I’ve converted the recipe into grams, and have made a couple adjustments, honouring it as a standalone cake that carries its own sweetness. If you were intending to pair this with an American buttercream, I would be inclined to reduce the sugar in the cake recipe by 10-20%.
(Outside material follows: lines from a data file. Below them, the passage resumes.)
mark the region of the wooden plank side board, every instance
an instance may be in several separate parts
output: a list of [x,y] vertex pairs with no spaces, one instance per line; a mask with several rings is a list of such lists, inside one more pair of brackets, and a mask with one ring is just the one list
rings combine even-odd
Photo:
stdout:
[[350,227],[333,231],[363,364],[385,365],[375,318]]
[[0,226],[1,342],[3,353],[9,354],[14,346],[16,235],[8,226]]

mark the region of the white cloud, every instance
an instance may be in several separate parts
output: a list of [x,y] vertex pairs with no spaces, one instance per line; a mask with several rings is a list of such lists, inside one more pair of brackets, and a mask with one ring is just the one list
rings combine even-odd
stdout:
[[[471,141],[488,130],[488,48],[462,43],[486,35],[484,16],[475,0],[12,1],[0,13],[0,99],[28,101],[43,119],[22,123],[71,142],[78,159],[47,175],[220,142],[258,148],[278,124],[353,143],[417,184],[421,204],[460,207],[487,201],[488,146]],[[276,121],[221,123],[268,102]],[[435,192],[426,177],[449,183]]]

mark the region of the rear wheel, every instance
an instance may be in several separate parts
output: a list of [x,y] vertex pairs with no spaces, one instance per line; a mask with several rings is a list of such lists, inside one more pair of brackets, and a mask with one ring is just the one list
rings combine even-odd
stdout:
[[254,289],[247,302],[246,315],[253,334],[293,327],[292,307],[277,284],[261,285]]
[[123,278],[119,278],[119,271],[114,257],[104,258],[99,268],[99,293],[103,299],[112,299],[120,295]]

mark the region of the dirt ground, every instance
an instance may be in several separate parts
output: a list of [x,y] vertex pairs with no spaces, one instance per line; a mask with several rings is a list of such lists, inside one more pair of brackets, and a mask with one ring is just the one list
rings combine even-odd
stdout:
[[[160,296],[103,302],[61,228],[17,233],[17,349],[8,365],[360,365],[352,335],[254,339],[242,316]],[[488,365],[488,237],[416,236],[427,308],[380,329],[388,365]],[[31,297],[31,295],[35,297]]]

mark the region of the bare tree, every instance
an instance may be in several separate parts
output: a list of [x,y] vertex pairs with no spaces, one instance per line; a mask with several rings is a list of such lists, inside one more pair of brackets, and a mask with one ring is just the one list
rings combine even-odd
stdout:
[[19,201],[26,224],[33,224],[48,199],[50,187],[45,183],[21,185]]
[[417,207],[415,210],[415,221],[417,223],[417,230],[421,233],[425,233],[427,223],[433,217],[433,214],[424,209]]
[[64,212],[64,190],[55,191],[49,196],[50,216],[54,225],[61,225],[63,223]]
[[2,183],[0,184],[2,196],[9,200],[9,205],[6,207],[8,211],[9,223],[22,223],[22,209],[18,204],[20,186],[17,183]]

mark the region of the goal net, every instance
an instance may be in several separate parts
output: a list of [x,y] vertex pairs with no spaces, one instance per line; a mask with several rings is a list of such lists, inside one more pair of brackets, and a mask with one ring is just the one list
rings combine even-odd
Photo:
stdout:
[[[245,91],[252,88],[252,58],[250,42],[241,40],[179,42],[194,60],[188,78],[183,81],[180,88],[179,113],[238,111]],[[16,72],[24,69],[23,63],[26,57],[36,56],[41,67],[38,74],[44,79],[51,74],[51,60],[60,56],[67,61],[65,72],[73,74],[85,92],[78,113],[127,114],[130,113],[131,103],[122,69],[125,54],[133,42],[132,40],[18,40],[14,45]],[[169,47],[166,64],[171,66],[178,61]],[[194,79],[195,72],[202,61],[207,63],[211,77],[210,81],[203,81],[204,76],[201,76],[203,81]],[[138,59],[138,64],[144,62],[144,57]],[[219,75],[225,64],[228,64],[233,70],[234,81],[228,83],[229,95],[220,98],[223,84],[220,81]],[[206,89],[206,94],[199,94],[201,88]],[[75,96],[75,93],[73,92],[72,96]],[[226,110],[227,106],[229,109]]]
Mixed Berry & Ricotta Cake

A light, moist cake perfect for a spring Sunday afternoon tea.
Prep Time30 mins
Cook Time1 hr 20 mins
Total Time1 hr 50 mins
Course: Dessert
Cuisine: American, Italian
Keyword: Cake, Mixed berry, Ricotta, Tea cake
Servings: 12

Equipment

  • Whisk
  • Spatula
  • 2 mixing bowls
  • 7" cake tin

Ingredients

  • 150 g plain flour
  • 150 g caster sugar
  • 1.33 tsp baking powder
  • 0.5 tsp salt
  • 260 g ricotta cheese smooth
  • 0.5 tsp vanilla extract
  • 2 eggs large
  • 75 g salted butter melted
  • 85 g blueberries & raspberries frozen
  • 0.5 tbsp lemon zest optional

Instructions

  • Preheat the oven to 150 degrees fan-forced. If using a cake wrap, begin to soak it. Grease and line the cake tin.
  • In a large mixing bowl, sift the dry ingredients - flour, sugar, baking powder and salt. Give it a whisk to combine.
  • In a medium mixing bowl, whisk together the ricotta cheese, eggs, vanilla extract and lemon zest, until smooth.
  • Fold the wet ingredients into the dry ingredients, until just combined.
  • Add the melted butter, and again fold in until just combined.
  • Finally, fold in the frozen berries. Try be as gentle as possible as to not damage the fruits.
  • Pour into the lined cake tin, and bang/drop the tin onto the bench a few times to remove any air bubbles (this should also help flatten out the top). If using a cake wrap, apply around the cake tin.
  • For this recipe, a Cecil & Co cake tin was used with a cake wrap applied, in an electric fan-forced (rear element) oven. It took a total of 1 hour 20 minutes. If using a darker-coloured cake tin and no cake wrap, begin to check the cake at the 50-60 minute mark. Check the cake is cooked by inserting a wooden skewer in. If it comes out clean, it is cooked.
  • Remove cake from oven, take off the cake wrap (if using), and allow the cake to rest in the tin. After 15 minutes, turn the cake onto a cooling rack and allow the cake to cool completely.

Notes

  • This cake bakes to approx 4-4.25cm high in the 7" tin.